Thursday, 4 May 2017

Digital soccer network Copa90 outlines ambitious growth targets

Sports Video Group

UK-based digital network BigBalls Media is poised to overtake ESPN by volume of unique viewers it attracts per month, according to its CEO, Tom Thirlwall. He claims the company, whose chief brand is the soccer-focussed channel Copa90, is on target to exceed the 105 million monthly unique views recorded across ESPN’s digital properties by the end of 2017.
“ESPN do 105 million a month and are the most valuable sports media brand in the world. By the end of the year we will have overtaken ESPN [in monthly views],” Thirlwall predicts.
In March the site drew 53 million uniques, and in April it pulled in 65 million. “We will continue to see growth,” says Thirlwall. “Our ambition is to be the world’s most influential football media business by the time the 2018 World Cup kicks off.”
The startling fact about Copa90 is that it has achieved this without any football rights. Instead, it offers soccer features and commentary – 90 percent of which it produces in-house – and targets millennial 16- to 24-year-olds. It also runs a Creator Network, described as an invite-only global creative community of 150 “talented and creative” football fans.
“We are not saying that one way of producing and presenting sport matters more or that the old guard is irrelevant,” says Thirlwall. “We are just saying that rights aren’t everything. We’ve proved that it’s not all about rights. There is much more context and rich narrative to be told outside of the pure match action.
“We launched on the principles of telling the stories around the 90 minutes,” he adds. “The young audience we reach feels disenfranchised from the broadcast packaged version of the game. We’ve concentrated on becoming a brand in the most relevant [media] spaces that they are inhabiting.”
Gearing up for 2018
Driven by Fantasy Football, coverage of the NFL, College Football, MLB pennant races, and U.S. Open tennis among other properties, ESPN has consistently outperformed CBS Sports and the Yahoo! Sports-NBC Sports Network for the best part of two years. That reign could be coming to end – when measured by the number of uniques – as Copa90 gears up for the FIFA World Cup in Russia.
Its rise has not gone unnoticed among big media. In 2015, Liberty Global acquired a stake worth $10.7 million in  which by some estimates made Bigballs Media worth over $50 million. Then, in January this year, Time Warner’s Turner International division bought another undisclosed stake.
“Turner has big brands for us to partner with distribution platforms for our content,” says Thirlwall, citing CNN and Bleacher Report.The investment, by Turner’s Digital Ventures & Innovation Group will be used for international expansion, content production and distribution, and the enhancement of its data capabilities. Turner and Bigballs Media also signed a commercial agreement that will see the two share distribution and content production expertise.
It will have some way to go, though, before it tops ESPN’s estimated market cap of $50 billion.
Since launch in 2012, Copa90 – which Thirlwall says will now supercede BigBalls Media as the company’s trading name – has scored over 1.5 billion video views. Users spend an average of 47 minutes per week with its content.
“The way we have presented a [football] game continues to be different and distinct from broadcast media,” he says. “If you are broadcast media it is very hard to get away from the thing that made you money. Everyone got comfortable with viewing football in a certain way. For the audience that tends to subscribe then this formula does work. This older audience is comfortable seeing ex-footballers in suits next to the main pundit.”
However, he adds, “we set out to connect to younger fans by presenting content that feels like it’s coming from fan culture.”

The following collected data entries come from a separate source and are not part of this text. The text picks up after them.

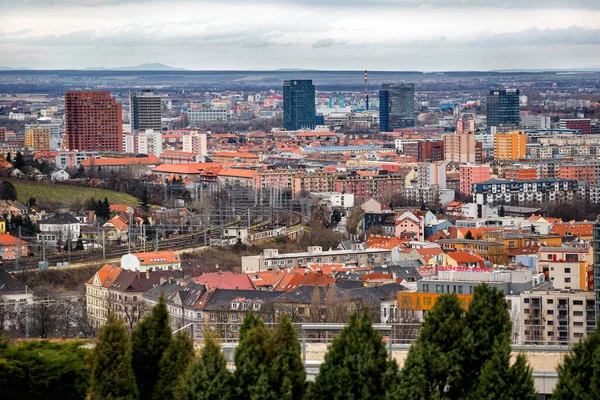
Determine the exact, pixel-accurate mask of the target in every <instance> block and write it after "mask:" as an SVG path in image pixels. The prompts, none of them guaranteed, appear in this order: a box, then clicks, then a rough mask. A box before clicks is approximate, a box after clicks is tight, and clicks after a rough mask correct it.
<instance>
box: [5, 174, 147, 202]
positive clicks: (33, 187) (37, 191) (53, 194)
mask: <svg viewBox="0 0 600 400" xmlns="http://www.w3.org/2000/svg"><path fill="white" fill-rule="evenodd" d="M3 180H8V181H9V182H11V183H12V184H13V185H14V186H15V188H16V189H17V195H18V198H17V201H18V202H19V203H21V204H27V200H29V198H30V197H35V198H36V200H37V201H47V202H50V203H64V204H67V205H71V204H73V203H84V202H85V201H86V200H88V199H89V198H91V197H93V198H95V199H104V198H105V197H106V198H108V201H109V202H110V204H127V205H137V204H138V200H137V199H136V198H135V197H133V196H130V195H128V194H125V193H119V192H113V191H111V190H106V189H96V188H86V187H77V186H69V185H61V184H55V183H48V182H35V181H24V180H19V179H3Z"/></svg>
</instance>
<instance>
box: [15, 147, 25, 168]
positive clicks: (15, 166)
mask: <svg viewBox="0 0 600 400" xmlns="http://www.w3.org/2000/svg"><path fill="white" fill-rule="evenodd" d="M14 166H15V168H16V169H18V170H19V171H20V170H21V169H23V167H24V166H25V159H24V158H23V154H21V152H20V151H17V156H16V157H15V163H14Z"/></svg>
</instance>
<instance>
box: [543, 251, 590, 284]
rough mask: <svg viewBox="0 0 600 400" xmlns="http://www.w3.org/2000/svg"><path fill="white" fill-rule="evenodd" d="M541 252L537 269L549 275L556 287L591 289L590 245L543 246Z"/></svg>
mask: <svg viewBox="0 0 600 400" xmlns="http://www.w3.org/2000/svg"><path fill="white" fill-rule="evenodd" d="M539 254H540V258H539V260H538V262H537V265H536V268H537V271H538V272H539V273H543V274H545V275H546V276H547V277H548V280H550V282H552V287H553V288H554V289H575V290H588V289H591V288H590V287H588V286H589V279H588V265H591V256H590V248H589V247H545V246H543V247H541V248H540V251H539ZM590 272H591V271H590ZM589 275H591V273H590V274H589Z"/></svg>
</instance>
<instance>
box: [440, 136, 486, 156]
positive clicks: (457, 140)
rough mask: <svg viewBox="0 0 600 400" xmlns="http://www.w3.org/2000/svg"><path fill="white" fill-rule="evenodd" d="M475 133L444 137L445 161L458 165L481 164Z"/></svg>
mask: <svg viewBox="0 0 600 400" xmlns="http://www.w3.org/2000/svg"><path fill="white" fill-rule="evenodd" d="M476 143H479V142H476V141H475V133H474V132H471V131H464V132H457V133H451V134H446V135H444V154H445V156H444V160H446V161H448V162H456V163H476V162H478V161H479V162H481V156H480V157H479V160H478V159H477V156H476Z"/></svg>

Copa90 is not averse to working with ‘old media’. Last year it teamed with UK broadcaster ITV to create The Fans Daily, an on-demand show centred around the 2016 UEFA Euros.
Among Copa90’s most popular all-time features is a documentary about the Belgrade derby (Red Star v Partizan). “In terms of where that match ranks in terms of rights it would be well down the list, but the story about the game is so much more interesting and clearly shows there is much more interest among the average football fan than just about the most high profile games.”
He also notes that younger fans have a broader diet in terms of the teams they support. “Our fans are equally adept at jumping onto a Belgrade derby as they are a game with Manchester United or Real Madrid. We see our audience as having a first club allegiance such as a team in the EPL but beyond that keeping an eye on a team in La Liga, Seria A and a favourite Bundesliga team too.”
He continues: “The younger audience may not be watching as many live games at home – in part because it’s expensive and it’s on their parent’s media [the TV] – but their appetite for the game is growing voraciously.”
Thirlwall suggests that the sports media industry will continue its path toward “blended” revenue models in which the live pay-TV rights co-exist with digital reach.
“Everyone has seen the pace of change pick up and no-one wants to be saddled with expensive rights, declining ad revenues and a declining audience with no foot in the future,” he says.